Howard stressed that the pain of the current downturn is not being felt by big businesses alone but is constraining economic activity on Main Street and in small town America.

Philip Hoffman, a third-generation custom builder just west of New Orleans, said he has seen his business plunge. “Suddenly, the phones stopped ringing in the middle of 2006,” he said, “and they haven’t started ringing since.” Since then he and his wife have closed on just six houses “and we have gone through all of our family savings in the last 22 months,” he said.

Prior to the housing bust, Hoffman’s sales were averaging 15 to 18 homes annually, with gross revenue of $5 million to $7 million. “In 2005, we had six employees, we were rocking along pretty good and we thought we were on top of the world with our small family-owned business,” he said. Today, the company has no employees. The last worker to receive a pink slip was Hoffman’s own son, who got the bad news when he returned from his honeymoon in April.

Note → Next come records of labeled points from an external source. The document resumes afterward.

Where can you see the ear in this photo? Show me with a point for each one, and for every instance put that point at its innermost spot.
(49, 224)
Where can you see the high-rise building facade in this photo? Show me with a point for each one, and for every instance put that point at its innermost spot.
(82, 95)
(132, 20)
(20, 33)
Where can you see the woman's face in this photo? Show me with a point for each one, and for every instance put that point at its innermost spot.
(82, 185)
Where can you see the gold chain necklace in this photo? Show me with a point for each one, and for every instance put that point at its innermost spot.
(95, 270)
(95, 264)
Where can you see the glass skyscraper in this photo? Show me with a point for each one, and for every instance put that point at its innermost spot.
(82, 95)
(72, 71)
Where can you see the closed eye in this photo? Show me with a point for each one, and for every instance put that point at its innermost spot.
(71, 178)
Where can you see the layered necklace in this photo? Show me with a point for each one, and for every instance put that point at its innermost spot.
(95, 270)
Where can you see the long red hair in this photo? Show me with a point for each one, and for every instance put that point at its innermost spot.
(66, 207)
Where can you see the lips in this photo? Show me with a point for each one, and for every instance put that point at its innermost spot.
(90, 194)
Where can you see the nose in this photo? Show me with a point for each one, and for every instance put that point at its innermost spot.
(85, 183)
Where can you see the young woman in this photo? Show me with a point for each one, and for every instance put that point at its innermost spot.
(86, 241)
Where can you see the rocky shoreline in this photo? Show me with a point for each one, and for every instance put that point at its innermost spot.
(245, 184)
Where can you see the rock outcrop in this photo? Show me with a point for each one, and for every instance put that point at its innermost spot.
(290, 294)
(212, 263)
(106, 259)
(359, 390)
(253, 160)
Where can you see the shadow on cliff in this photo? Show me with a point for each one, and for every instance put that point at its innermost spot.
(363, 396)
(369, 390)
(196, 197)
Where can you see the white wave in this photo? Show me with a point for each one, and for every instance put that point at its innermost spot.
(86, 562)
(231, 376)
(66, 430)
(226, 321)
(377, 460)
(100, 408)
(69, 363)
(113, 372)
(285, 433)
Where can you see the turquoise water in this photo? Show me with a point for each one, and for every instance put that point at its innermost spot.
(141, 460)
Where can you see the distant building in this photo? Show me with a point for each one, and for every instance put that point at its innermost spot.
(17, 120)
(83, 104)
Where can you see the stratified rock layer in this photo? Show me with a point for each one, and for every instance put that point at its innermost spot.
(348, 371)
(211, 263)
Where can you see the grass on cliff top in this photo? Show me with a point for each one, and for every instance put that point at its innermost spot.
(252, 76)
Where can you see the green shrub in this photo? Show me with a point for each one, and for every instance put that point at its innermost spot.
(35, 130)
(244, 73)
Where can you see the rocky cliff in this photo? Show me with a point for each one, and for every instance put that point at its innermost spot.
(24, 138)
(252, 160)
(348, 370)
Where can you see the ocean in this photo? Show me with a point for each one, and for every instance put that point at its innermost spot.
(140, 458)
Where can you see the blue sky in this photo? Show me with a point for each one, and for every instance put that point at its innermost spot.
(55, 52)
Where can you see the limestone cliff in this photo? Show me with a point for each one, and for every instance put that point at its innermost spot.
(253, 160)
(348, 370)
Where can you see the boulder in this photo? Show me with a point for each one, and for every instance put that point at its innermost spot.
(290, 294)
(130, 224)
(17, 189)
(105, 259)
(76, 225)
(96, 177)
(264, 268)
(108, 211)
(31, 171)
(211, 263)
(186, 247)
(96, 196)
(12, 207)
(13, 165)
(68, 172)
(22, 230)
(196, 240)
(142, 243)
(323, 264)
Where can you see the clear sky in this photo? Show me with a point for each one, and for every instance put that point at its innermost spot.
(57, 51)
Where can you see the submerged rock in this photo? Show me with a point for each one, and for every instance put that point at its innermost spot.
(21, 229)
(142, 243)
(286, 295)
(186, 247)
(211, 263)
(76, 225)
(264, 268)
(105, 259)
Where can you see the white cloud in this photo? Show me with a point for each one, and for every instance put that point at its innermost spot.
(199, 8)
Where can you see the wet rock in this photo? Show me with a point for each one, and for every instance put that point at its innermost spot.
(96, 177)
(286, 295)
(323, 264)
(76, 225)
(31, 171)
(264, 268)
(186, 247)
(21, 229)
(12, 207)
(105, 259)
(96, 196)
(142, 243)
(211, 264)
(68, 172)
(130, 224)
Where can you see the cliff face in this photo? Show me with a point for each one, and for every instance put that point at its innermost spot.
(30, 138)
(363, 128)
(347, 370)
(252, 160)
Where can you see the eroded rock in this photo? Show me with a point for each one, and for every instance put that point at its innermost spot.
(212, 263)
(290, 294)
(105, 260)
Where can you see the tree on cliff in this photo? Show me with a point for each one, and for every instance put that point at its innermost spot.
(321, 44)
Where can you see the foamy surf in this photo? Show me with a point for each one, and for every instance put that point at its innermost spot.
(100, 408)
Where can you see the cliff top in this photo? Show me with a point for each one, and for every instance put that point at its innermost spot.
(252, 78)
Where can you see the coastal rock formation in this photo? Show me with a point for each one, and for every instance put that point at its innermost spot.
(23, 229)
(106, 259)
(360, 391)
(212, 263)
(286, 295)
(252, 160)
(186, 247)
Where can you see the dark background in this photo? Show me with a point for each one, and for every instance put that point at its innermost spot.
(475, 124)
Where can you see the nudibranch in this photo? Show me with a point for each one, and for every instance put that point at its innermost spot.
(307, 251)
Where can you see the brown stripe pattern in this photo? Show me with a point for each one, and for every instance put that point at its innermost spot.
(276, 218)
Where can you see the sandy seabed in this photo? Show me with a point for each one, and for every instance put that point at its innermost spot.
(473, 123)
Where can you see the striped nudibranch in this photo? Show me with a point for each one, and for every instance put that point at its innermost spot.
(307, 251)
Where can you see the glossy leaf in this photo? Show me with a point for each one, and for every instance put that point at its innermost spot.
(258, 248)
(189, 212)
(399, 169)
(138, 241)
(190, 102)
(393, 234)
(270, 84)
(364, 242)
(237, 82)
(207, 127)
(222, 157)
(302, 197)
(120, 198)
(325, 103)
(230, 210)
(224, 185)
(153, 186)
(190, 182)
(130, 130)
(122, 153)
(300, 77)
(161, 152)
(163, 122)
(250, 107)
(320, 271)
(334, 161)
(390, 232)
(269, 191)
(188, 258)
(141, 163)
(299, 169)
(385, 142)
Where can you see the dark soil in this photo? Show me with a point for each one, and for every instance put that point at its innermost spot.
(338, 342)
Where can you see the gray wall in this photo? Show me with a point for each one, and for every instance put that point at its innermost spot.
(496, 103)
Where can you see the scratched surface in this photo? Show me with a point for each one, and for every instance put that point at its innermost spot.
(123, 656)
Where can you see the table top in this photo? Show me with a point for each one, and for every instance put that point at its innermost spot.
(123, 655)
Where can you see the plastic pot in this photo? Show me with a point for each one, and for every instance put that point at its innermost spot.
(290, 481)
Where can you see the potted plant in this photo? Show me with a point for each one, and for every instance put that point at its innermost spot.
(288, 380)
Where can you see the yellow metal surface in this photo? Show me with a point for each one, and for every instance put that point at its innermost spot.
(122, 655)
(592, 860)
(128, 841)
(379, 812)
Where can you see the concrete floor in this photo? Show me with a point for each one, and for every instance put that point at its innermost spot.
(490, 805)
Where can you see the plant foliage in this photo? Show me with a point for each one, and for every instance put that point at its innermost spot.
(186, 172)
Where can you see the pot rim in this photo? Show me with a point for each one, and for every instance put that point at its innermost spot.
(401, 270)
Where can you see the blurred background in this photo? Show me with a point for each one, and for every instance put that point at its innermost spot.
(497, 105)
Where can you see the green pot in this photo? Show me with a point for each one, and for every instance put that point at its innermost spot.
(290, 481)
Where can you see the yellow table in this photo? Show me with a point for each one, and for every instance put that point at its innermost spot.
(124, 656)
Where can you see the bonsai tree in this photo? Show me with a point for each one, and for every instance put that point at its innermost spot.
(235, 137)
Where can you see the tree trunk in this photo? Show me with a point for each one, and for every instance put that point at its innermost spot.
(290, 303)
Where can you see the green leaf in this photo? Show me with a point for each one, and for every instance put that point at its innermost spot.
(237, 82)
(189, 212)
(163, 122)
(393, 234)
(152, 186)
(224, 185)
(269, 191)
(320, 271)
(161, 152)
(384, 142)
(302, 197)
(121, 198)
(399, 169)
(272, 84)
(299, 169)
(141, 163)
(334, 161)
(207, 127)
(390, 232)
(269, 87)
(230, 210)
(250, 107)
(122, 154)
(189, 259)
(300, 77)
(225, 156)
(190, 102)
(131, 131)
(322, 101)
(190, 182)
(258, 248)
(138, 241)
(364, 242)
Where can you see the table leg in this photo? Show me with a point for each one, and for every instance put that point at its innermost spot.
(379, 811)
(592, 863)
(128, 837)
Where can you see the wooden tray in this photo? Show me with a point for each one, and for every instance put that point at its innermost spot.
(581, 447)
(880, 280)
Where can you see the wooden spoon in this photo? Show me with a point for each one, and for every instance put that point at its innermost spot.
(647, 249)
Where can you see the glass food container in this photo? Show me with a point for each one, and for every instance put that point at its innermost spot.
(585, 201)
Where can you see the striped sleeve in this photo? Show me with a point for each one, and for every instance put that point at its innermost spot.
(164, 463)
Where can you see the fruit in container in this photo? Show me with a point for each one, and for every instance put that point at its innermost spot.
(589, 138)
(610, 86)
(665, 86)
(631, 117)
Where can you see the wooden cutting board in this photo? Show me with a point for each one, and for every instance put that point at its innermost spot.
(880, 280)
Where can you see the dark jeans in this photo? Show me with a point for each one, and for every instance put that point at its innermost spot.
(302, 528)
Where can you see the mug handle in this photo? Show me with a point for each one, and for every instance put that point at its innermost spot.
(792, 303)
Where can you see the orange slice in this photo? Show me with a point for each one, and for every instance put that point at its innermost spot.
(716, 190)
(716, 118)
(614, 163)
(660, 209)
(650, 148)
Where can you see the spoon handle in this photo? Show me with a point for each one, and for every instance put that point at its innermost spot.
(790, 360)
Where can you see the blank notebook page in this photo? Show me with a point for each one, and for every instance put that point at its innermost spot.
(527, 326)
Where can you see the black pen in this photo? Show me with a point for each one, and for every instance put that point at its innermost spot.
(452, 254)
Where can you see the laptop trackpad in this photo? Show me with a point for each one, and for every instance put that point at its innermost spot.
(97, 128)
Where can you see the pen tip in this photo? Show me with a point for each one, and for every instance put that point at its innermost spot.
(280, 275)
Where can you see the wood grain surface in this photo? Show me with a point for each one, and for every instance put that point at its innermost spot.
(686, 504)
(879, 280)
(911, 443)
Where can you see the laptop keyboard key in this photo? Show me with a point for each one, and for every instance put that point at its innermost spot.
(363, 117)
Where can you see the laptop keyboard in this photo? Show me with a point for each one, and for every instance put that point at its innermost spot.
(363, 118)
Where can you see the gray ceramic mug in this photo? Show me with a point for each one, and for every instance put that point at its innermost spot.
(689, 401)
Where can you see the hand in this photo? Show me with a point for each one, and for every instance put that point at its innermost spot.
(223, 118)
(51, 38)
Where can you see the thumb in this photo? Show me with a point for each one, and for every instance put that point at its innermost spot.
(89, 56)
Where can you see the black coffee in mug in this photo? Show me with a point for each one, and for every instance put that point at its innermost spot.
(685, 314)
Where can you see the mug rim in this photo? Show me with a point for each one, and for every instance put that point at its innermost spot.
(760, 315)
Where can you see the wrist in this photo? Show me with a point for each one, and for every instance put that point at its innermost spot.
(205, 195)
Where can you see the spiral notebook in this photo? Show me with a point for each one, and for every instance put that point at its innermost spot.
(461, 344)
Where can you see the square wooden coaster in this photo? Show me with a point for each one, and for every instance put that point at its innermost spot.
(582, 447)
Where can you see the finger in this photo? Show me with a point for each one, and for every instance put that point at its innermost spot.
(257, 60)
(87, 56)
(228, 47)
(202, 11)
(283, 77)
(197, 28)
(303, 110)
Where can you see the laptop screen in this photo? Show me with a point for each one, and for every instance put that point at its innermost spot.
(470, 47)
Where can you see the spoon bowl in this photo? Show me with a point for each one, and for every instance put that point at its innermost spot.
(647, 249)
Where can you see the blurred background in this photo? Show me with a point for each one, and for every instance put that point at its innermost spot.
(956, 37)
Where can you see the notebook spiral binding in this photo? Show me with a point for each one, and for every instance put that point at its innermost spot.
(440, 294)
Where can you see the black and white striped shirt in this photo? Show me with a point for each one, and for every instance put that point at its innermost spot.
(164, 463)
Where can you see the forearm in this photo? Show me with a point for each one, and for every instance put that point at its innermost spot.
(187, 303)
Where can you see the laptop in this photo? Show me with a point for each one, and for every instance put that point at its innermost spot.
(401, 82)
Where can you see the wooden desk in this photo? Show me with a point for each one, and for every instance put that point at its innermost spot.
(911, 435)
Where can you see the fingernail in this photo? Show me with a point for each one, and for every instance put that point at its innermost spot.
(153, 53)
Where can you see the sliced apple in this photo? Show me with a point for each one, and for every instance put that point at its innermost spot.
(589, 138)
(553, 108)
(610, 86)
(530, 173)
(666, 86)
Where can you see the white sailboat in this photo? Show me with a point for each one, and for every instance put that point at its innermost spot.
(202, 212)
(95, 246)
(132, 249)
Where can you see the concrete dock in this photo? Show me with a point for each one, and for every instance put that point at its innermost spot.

Hoffman reported that construction remains stable in the city itself, which is still recovering from the devastation left by Hurricane Katrina more than three years ago. But in suburban parishes outside of New Orleans, building permits are down as much as 75%. “Guys who have been in business for 30 to 40 years are just walking away and locking their doors,” he said.

Homes are being built in today’s market in Louisiana almost entirely on a pre-sold basis, he said, and pent-up demand for housing is growing. “People want to move into a new home,” he said, “but they can’t sell the existing home because the people coming through can’t get financing because the financing is so tight.”

Building suppliers and manufacturers have been hammered by the housing recession, as well. Patrick Abercrombie, of Lowe’s Cabinet and Lighting Gallery in Cleveland, Tenn., said that his business volume is down 31% from 2006 and 60% below the company’s three-year projection. He has reduced his staff by 43%; it has dwindled to eight employees.

The economy of the whole area — which has a population of 93,550 just east of Chattanooga and relies to a significant extent on tourism — “is really, really down,” said Abercrombie.

Abercrombie said the base of his business has shifted from single-family to multifamily housing, where he is earning a lower profit margin, “and we have had to really expand the delivery area.” The lagging market is “eating into the cash we have,” he said.

If the housing downturn continues much longer, it will overcorrect on the up side, encouraging “a ton of subpar builders to come on board to make money,” he warned. “They will get a permit pulled and build a substandard house that’s unacceptable. There aren’t enough contractors to go around at that point,” he said.